Gürcistan tarafına geçip pasaportumu veriyorum. Adım soyadım merkeze söyleniyor. İlk başta normal söyleniyor bilgiler, sonra yüksek sesle adımında içinde geçtiği başka şeyler deniyor. Bu arada İngilizce sohbet ettiğim görevli de önemli biri olduğumu söylüyor ama ben bir anlam veremiyorum buna. Neyse kontrolden geçiyoruz. Sonra bagajlarımın incelenmesi için başka bir bölüme gidiyorum. Oradaki adamla da İngilizce sohbet ediyoruz, bagajları açıp bakmıyor bile. İyi yolculuklar dileyip gideceğim güzergâhı gösteriyor. Kapıdan geçip sınırı arkamda bırakıyorum. Son bir defa geriye dönüp Türk toprağına ve bayrağa bakıp yoluma koyuluyorum.
Bir süre bozuk asfaltı olmayan toprak bir yolda gidiyorum. Bu yükle silik lastikler beni yolda zor tutuyor. Tam lastikleri değiştirmeyi düşünürken asfaltı görüyorum. Çevreyi dikkatlice inceliyorum. İç Anadolu bölgesine benziyor. Tarlada çalışan halk beni görünce işi gücünü bırakıp beni seyretmeye başlıyor. Çocuklar yol kenarına koşuyor ama seslerini çıkartmadan beni seyrediyorlar. Hello hello, deyip bir taraflarını yırtmıyorlar. Arkamdaki Türk bayrağını görünce de kafaları ile selam veriyorlar. Soluklanmak için oradaki çardaklardan birinde duruyorum.
Vale köyünün tabelasını görünce mutlu oldum.

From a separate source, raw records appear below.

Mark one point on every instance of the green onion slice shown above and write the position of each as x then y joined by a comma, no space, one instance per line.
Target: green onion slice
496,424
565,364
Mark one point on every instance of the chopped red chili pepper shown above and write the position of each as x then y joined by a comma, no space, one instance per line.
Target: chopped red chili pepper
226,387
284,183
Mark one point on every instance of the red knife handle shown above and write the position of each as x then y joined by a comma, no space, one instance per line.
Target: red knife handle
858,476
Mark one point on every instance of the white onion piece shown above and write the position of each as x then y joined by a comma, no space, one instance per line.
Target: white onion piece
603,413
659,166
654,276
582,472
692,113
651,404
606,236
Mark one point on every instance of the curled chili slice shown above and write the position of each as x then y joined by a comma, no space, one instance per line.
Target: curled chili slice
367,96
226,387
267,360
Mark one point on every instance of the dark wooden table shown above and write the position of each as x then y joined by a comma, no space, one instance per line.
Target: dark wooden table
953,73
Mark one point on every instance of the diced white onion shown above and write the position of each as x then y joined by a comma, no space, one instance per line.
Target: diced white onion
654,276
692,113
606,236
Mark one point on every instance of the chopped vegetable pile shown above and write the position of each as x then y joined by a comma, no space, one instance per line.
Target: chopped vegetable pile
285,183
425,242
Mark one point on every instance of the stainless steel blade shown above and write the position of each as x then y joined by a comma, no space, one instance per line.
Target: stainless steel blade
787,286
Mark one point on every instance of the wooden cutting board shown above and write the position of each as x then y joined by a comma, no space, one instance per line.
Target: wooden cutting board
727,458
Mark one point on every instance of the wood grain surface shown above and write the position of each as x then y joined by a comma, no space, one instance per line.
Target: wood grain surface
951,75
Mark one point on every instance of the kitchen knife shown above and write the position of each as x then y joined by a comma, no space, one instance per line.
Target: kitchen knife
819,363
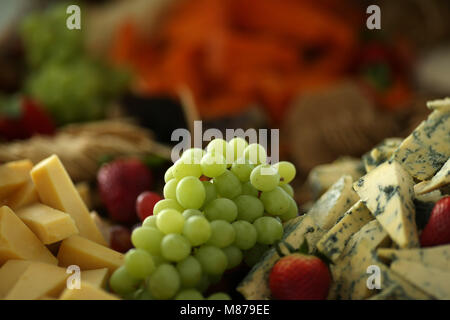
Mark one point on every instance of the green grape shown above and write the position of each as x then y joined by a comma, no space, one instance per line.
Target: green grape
121,282
150,221
264,177
292,212
286,170
222,234
237,146
242,170
213,165
189,294
170,221
170,189
139,263
255,153
234,256
276,202
175,247
197,230
164,282
288,189
191,193
191,212
269,230
219,296
249,190
190,272
168,175
147,238
221,209
249,208
182,169
254,255
228,185
193,155
167,204
245,234
212,259
210,191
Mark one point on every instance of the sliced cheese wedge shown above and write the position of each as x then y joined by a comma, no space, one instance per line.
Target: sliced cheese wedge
388,193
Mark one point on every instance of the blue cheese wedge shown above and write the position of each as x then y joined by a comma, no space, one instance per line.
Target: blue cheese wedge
332,205
388,193
334,241
255,286
427,148
441,179
435,257
322,177
381,153
435,282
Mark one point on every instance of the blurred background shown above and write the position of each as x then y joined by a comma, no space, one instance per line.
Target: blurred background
138,69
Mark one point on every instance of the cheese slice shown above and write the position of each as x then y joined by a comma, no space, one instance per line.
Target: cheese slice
435,257
97,277
388,193
38,280
332,244
17,241
332,205
24,196
427,148
88,255
87,292
434,282
56,189
48,224
441,179
13,175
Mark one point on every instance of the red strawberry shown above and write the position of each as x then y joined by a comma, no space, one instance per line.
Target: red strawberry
120,182
300,277
437,230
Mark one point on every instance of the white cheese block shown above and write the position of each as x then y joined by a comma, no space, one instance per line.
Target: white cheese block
427,148
388,193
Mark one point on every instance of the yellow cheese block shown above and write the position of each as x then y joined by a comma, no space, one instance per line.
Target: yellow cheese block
88,255
38,280
48,224
17,241
10,272
87,292
13,176
56,189
97,277
24,196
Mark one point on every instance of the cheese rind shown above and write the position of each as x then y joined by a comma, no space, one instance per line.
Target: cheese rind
427,148
88,255
388,193
87,292
17,241
48,224
13,175
56,189
38,280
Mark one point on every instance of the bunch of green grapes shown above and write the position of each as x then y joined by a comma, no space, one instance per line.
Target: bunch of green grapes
221,207
71,85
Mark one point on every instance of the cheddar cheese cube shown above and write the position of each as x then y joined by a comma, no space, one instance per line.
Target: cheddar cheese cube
48,224
87,292
17,241
38,280
13,175
97,277
88,254
56,189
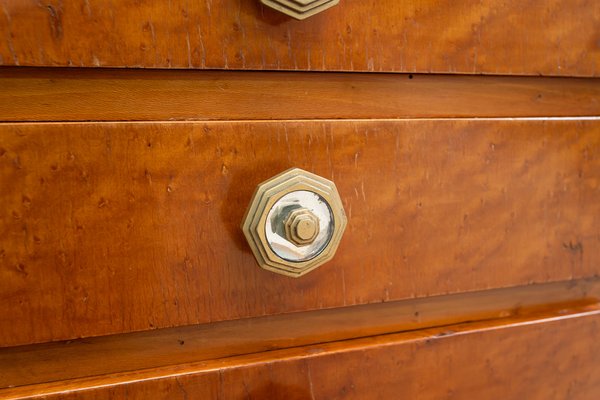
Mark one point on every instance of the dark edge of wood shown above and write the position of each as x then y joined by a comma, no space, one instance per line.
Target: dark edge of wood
64,94
79,364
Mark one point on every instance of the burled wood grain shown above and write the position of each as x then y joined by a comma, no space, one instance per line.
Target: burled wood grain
551,355
62,94
84,359
532,37
118,227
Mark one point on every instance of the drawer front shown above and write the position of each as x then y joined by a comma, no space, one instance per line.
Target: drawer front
555,357
117,227
551,37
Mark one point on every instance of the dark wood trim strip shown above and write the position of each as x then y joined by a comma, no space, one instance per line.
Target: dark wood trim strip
167,351
62,94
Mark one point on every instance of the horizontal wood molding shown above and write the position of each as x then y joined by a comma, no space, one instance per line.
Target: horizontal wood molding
232,357
116,227
532,37
30,94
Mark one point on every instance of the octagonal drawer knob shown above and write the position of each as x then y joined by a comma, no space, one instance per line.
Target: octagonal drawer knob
294,222
300,9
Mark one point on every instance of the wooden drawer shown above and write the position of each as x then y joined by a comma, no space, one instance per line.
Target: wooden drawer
545,355
551,37
117,227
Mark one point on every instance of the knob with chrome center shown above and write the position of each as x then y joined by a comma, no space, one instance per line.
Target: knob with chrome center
294,222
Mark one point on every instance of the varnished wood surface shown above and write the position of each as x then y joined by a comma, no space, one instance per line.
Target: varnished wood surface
61,361
30,94
117,227
541,356
551,37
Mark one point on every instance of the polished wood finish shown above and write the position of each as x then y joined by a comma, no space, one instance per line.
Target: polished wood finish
30,94
510,358
531,37
118,227
61,361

Bundan tam 4 ay önce bu köy ile başlamıştım bu rotayı çizmeye ve şimdi oradayım. Tabelanın hemen önünde bisikletimin bir pozunu aldım. Keşke beni de çeken biri olsaydı fakat etrafta kimse yoktu. Köy sanki bir harpten çıkmış gibiydi yıkık dökük bir yerdi ama yaşayanlar vardı. Tam bu sırada karşıdan çok hızlı bir şekilde gelen bir polis arabası gördüm, beni görünce yavaşladı. Ben yanından geçtim gittim. Arkamdan bir U dönüşü yapıp benim önüme geçip durdu. Bir erkek ve bir bayan polis araçtan aşağıya indi. Önce Gürcüce konuştular, anlamadığımı söyledim el kol hareketleri ile bir şeyler anlattılar anlamadım. İngilizce bilip bilmediklerini sordum. İkisi de bilmiyordu. Telefonla İngilizce bilen bir memur arandı sonra telefon bana verildi. Telefonda konuştuğum memur Gürcistan boyunca polis eskortu eşliğinde bisiklete bineceğimi söyledi. Ahiska’da mola vermem gerektiğini dile getirdim. Türkiye’den bana eşlik edecek bir yol arkadaşı geliyordu. Hem onun haberini aldım hem de pekmezin etkisi geçmeye başlamıştı. Telefonu memurlara verdim gerekli konuşmalar yapıldı ve onları takip etmem söylendi.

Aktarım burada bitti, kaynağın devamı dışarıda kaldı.